GAO Finds Only Mixed Evidence Of U.S. Mechanic Shortage, Urges FAA Reforms
A February report to the U.S. Congress by the Government Accountability Office found only mixed evidence on the much-discussed mechanic shortage, but urged FAA to increase collaboration and data efforts to develop what GAO called “a robust, diverse,” mechanic workforce.
GAO analysts say labor shortages are usually indicated by low unemployment rates, increases in wages and increases in employment. From 2013 through 2018, according to Labor Department data, mechanic unemployment averaged 2.1%, versus 5.3% for all workers. Median real mechanic wages rose 1.2% per year, the same as for all workers. And total mechanic employment was flat over the five years, versus a 2.1% annual increase for all workers.
The unemployment rate seemed to indicate hiring difficulties. So did the rise in real wages, but not more so than for all workers.

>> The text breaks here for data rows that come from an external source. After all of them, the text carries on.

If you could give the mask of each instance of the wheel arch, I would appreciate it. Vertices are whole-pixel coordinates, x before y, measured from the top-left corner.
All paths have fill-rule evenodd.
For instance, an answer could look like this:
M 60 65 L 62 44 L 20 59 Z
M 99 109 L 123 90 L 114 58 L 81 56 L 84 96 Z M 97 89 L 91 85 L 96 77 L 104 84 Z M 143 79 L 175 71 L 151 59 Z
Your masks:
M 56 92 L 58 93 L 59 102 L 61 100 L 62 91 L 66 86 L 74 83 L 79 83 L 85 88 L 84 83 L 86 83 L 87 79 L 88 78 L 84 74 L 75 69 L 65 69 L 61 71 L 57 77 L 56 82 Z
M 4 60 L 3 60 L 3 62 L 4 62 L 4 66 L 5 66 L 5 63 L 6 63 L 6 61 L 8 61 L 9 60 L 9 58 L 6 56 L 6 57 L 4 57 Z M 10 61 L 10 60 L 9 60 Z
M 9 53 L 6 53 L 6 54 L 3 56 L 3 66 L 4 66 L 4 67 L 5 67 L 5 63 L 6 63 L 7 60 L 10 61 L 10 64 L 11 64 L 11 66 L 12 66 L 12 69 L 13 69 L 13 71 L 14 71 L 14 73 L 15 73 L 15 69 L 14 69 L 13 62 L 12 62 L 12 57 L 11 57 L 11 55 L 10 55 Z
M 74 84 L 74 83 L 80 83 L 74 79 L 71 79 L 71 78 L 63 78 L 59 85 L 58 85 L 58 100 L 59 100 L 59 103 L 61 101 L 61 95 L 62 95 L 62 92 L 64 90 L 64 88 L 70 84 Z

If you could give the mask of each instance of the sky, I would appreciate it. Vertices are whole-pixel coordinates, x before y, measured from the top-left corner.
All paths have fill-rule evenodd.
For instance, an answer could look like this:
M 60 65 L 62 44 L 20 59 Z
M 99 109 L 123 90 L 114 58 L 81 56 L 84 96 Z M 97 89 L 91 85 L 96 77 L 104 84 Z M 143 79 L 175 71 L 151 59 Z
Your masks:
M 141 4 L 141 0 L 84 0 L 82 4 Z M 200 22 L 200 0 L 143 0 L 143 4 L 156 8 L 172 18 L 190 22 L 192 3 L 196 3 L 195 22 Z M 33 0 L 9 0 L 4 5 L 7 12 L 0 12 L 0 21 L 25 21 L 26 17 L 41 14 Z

And GAO noted there were some years when wages actually declined. Further, the change in employment was not consistent with hiring difficulties, GAO said. But here too, the numbers fluctuated greatly from year to year.
Nevertheless, trouble may be on the horizon. According FAA data, GAO estimated that over half of roughly 330,000 certificated mechanics in December 2018 were between 50 and 70 years old, and 97% were men.
The auditors noted that FAA plans to issue a final rule on the curriculum for aviation maintenance technician schools toward the end of 2020 and testing standards afterwards.
But GAO said FAA lacks the kind of data other agencies have to promote development of an adequate force of mechanics. “Without routinely analyzing its own data or leveraging others’ data, FAA may not have certain information it needs to track or ensure progress toward its workforce development goals,” GAO reported.
The Aviation Technician Education Council disputes GAO’s conclusion that the mechanic shortage was unproven. ATEC says its own data in the upcoming 2020 Pipeline report shows beginning hourly rates for aviation tech school graduates are rising.
In any case, “the shortage may not be upon us now, but it soon will be,” ATEC says, citing a 2017 Oliver Wyman report indicating supply-demand gaps in 2023.